Not Even Web Retailers Will Be Exempt From the Aftereffects of Katrina

By BOB TEDESCHI September 5, 2005

AS the Gulf Coast reels from Katrina's devastation, online businesses are struggling to gauge the impact of the possible loss of half a million prospective customers for weeks or months.

"This is a tough one, because it is a big market," said Patti Freeman Evans, an analyst with Jupiter Research, an Internet consulting firm. "You can't get goods in there, and people aren't in their homes anyway, so there's not much companies can do."

According to comScore Networks, an Internet research and consulting firm, 860,000 people, on average, surfed the Web from their homes or offices in New Orleans and the Mississippi towns of Biloxi and Gulfport each day in the week preceding the storm.

People who fled the Gulf Coast will no doubt find Internet access in their temporary homes, but few are likely to look on the Web for the necessities of life.
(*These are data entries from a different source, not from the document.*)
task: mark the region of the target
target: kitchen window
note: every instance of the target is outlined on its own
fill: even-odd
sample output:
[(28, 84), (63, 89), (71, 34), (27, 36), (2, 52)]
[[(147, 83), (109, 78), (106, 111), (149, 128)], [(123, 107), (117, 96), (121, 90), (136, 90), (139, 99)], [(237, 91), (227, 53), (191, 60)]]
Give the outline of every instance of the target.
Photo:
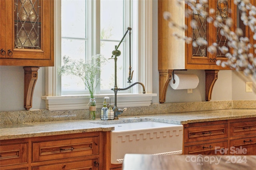
[[(118, 45), (128, 26), (132, 28), (132, 68), (134, 70), (132, 83), (137, 81), (143, 83), (146, 94), (142, 94), (141, 86), (137, 85), (125, 92), (119, 91), (117, 105), (131, 107), (150, 105), (152, 97), (156, 96), (152, 94), (152, 1), (62, 1), (62, 6), (61, 1), (55, 2), (55, 66), (46, 69), (46, 95), (42, 96), (46, 100), (46, 108), (54, 110), (88, 107), (90, 95), (82, 83), (79, 82), (79, 78), (63, 76), (62, 82), (58, 74), (62, 58), (64, 55), (85, 58), (99, 53), (110, 58), (114, 45)], [(72, 5), (75, 7), (73, 10)], [(72, 14), (71, 18), (70, 13)], [(66, 20), (56, 19), (60, 18), (60, 16)], [(65, 25), (71, 27), (62, 29)], [(117, 71), (118, 87), (120, 88), (131, 84), (127, 83), (129, 66), (128, 57), (126, 55), (128, 56), (128, 41), (127, 35), (118, 49), (122, 54), (118, 57), (118, 68), (120, 69)], [(114, 102), (114, 92), (110, 88), (114, 87), (114, 60), (108, 60), (107, 68), (105, 68), (107, 71), (102, 74), (101, 85), (97, 87), (95, 95), (100, 106), (102, 98), (105, 96), (110, 97)], [(80, 84), (80, 87), (77, 84)]]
Online travel agencies like Expedia, Travelocity and Orbitz are no doubt feeling the pinch more than most online retailers. Not only must they cope with a deluge of calls from customers who had booked trips to the Gulf Coast and now want their money back, they must also face up to the possibility of a slump in sales as some vacationers and business executives deterred from flying to New Orleans drop their travel plans altogether.